En ouvrant la fenêtre de sa chambre, juste après s’être levé du lit, Anthony est surpris. Aucun son n’envahit la pièce, alors qu’habituellement, à cette heure matinale, les chants des oiseaux forment un immense vacarme. Il se penche et observe au-dehors. Rien d’anormal n’attire son attention dans le parc, en dessous, si ce n’est la douceur de l’air et le soleil déjà chaud. « Ce serait une bonne journée pour se faire porter pâle », pense-t-il. Mais à peine a-t-il formulé ces mots à voix basse, il ne peut s’empêcher de se moquer gentiment de soi-même. Combien de fois a-t-il formulé, dans le secret de son cerveau, le projet de manquer à ses obligations professionnelles, sans jamais oser passer à l’acte ? Et puis, qu’est-ce qui lui prend depuis quelque temps, de parler seul ? Il mène une vie trop solitaire, sans aucun doute…

Par acquit de conscience, il s’approche de la table de chevet et attrape son téléphone. Comme il peut le vérifier, il n’y a pas eu d’erreur : son réveil a sonné à l’heure prévue. Alors, pourquoi les oiseaux ne sont-ils pas présents à leur rendez-vous habituel ? Qui donc le sait ? Eux, peut-être, ont pris au sérieux le fantasme universel de rupture avec la monotonie… Ou alors, sans prévenir personne, ils sont carrément entrés en grève… Puisqu’il tient son portable dans la main, il entame son second rituel de la journée, après l’ouverture des fenêtres : consulter en ligne les grands titres du journal, à l’affût des nouvelles. Rien de passionnant, ni aucune nouveauté depuis cette nuit, et sa dernière œillade avant de se mettre au lit. Pour le meilleur ou pour le pire, le monde semble tourner sans aucun soubresaut.

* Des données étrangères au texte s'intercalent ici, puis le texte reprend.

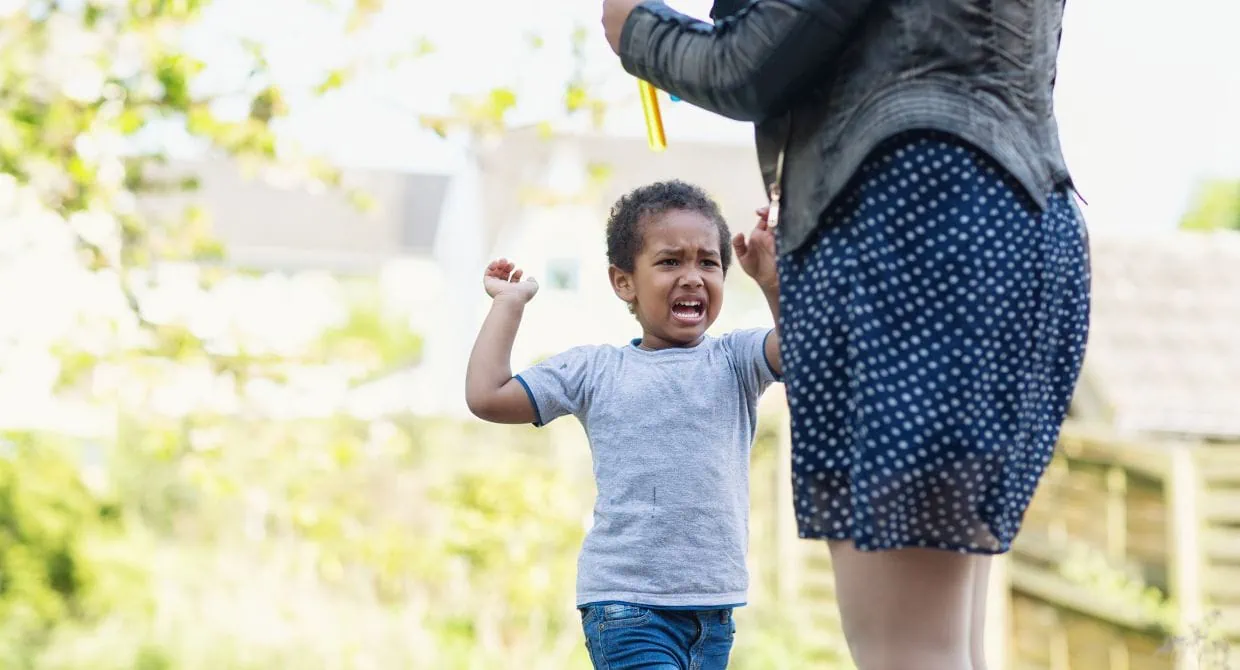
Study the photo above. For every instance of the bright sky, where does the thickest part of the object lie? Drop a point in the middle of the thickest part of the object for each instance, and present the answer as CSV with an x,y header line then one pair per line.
x,y
1148,91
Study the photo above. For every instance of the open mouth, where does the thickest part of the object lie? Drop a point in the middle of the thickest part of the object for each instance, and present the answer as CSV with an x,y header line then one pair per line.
x,y
688,312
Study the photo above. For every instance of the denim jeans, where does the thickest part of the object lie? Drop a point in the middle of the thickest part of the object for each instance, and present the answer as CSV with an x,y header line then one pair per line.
x,y
623,637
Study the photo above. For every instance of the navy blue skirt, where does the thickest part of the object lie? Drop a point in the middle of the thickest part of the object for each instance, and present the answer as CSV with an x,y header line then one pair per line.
x,y
933,335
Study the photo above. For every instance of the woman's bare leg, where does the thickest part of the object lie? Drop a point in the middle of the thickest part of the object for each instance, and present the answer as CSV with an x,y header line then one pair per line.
x,y
905,609
977,613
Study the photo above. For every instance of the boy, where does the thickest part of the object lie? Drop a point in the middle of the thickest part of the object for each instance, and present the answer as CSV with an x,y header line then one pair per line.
x,y
670,421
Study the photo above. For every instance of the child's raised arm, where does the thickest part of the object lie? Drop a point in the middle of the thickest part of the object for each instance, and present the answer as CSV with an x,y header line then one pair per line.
x,y
490,390
757,257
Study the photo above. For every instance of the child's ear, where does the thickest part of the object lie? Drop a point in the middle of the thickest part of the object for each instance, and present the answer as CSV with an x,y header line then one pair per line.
x,y
623,284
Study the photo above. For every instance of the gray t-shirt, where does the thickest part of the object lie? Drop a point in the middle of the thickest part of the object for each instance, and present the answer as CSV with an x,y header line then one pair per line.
x,y
671,433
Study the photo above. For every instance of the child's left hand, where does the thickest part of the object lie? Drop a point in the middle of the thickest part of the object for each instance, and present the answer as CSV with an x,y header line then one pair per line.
x,y
757,256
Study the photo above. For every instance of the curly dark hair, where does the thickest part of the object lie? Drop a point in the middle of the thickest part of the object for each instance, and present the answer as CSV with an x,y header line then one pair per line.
x,y
633,210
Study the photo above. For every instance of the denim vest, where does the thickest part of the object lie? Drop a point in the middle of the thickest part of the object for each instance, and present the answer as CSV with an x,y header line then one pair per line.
x,y
826,81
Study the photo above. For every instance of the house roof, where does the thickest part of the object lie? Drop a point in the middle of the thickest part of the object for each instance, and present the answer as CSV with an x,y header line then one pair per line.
x,y
1164,340
525,160
273,220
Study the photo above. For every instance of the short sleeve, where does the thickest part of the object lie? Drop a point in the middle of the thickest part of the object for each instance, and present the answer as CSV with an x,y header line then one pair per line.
x,y
748,350
559,385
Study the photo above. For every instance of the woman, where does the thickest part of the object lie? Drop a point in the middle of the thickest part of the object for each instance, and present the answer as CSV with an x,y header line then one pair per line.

Dans la salle de bains, après avoir lancé comme à son habitude la radio à fond, il enlève son pyjama et ouvre en grand le robinet d’eau chaude. Elle sort toujours glacée pendant une bonne minute, avant d’atteindre enfin la température idéale. Le plus souvent, il attend cela nu et immobile, avec sa main droite patiemment tendue sous le jet. Tandis qu’un chroniqueur, à l’antenne, tente de minimiser les risques liés au réchauffement climatique, il se répète une nouvelle fois qu’il ferait mieux de changer de station. À quoi bon s’infliger chaque matin ces voix bataillant autour des grands problèmes du monde, alors qu’il pourrait sentir plus de volupté en écoutant de la musique ? Mais tout comme son projet mille fois avortés de rester au lit au lieu d’aller travailler, celui-ci semble voué à ne demeurer qu’une idée en l’air. Pour la seconde fois de la journée, il se surprend à parler à voix haute : « Il est décidément bien difficile de sortir des habitudes. » Puis immédiatement, c’est son discours intérieur qui prend le relais : « Je deviens vieux, ou quoi ? Je me mets à déblatérer tout seul, comme si j’étais gâteux. Je ressemble à mon grand-père. Je devrais faire plus de sport, parce que sinon je vais vieillir trop vite. Je suis sûr que les inconnus me donnent 33 ou 34 ans, alors que je n’en ai que 28. Et puis, il faudrait que j’aie une vie sociale, également. À force d’être toujours seul, je me rabougris. »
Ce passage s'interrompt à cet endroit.